Politique

Iran : ce qu’il faut savoir sur Ebrahim Raïssi, le nouveau président

Réservé aux abonnés | | Par
Mis à jour le 24 juin 2021 à 12h05
Ebrahim Raïsi lors de sa première conférence de presse depuis sa victoire électorale à Téhéran, le 21 juin 2021.

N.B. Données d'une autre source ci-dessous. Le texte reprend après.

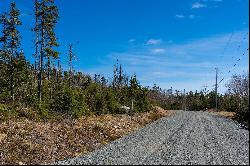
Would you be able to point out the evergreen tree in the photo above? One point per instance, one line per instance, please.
(46, 14)
(11, 42)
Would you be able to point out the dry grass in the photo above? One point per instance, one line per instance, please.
(28, 142)
(230, 115)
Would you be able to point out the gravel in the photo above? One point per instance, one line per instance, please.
(186, 138)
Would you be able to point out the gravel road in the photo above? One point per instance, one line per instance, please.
(193, 138)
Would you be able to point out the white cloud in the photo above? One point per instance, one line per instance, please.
(131, 40)
(191, 16)
(179, 16)
(188, 65)
(158, 51)
(153, 41)
(197, 5)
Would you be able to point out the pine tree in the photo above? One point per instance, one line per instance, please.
(11, 42)
(46, 14)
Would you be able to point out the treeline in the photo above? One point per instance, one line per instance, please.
(45, 87)
(236, 99)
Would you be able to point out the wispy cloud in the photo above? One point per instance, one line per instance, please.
(187, 65)
(197, 5)
(158, 50)
(191, 16)
(131, 40)
(153, 41)
(179, 16)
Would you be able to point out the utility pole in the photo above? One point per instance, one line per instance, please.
(70, 63)
(216, 89)
(185, 108)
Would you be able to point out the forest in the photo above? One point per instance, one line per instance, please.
(43, 90)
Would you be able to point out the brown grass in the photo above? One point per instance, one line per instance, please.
(226, 114)
(24, 141)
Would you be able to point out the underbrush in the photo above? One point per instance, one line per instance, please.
(31, 140)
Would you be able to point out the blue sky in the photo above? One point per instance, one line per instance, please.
(173, 43)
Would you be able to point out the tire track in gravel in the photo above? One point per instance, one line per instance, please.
(184, 138)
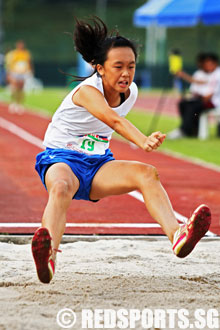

Ebrahim Raïsi lors de sa première conférence de presse depuis sa victoire électorale à Téhéran, le 21 juin 2021. © FATEMEH BAHRAMI/AFP

Proximité avec le Guide suprême Ali Khamenei, point de vue sur l’accord sur le nucléaire… Qui est le nouveau président iranien, élu au premier tour le vendredi 18 juin ?

Il est le nouveau président de l’Iran. Le conservateur Ebrahim Raïssi a été élu dès le premier tour avec plus de 60 %. Le score élevé s’accompagne d’un taux d’abstention record : moins d’un Iranien sur deux a fait le déplacement aux urnes, un record pour une élection présidentielle.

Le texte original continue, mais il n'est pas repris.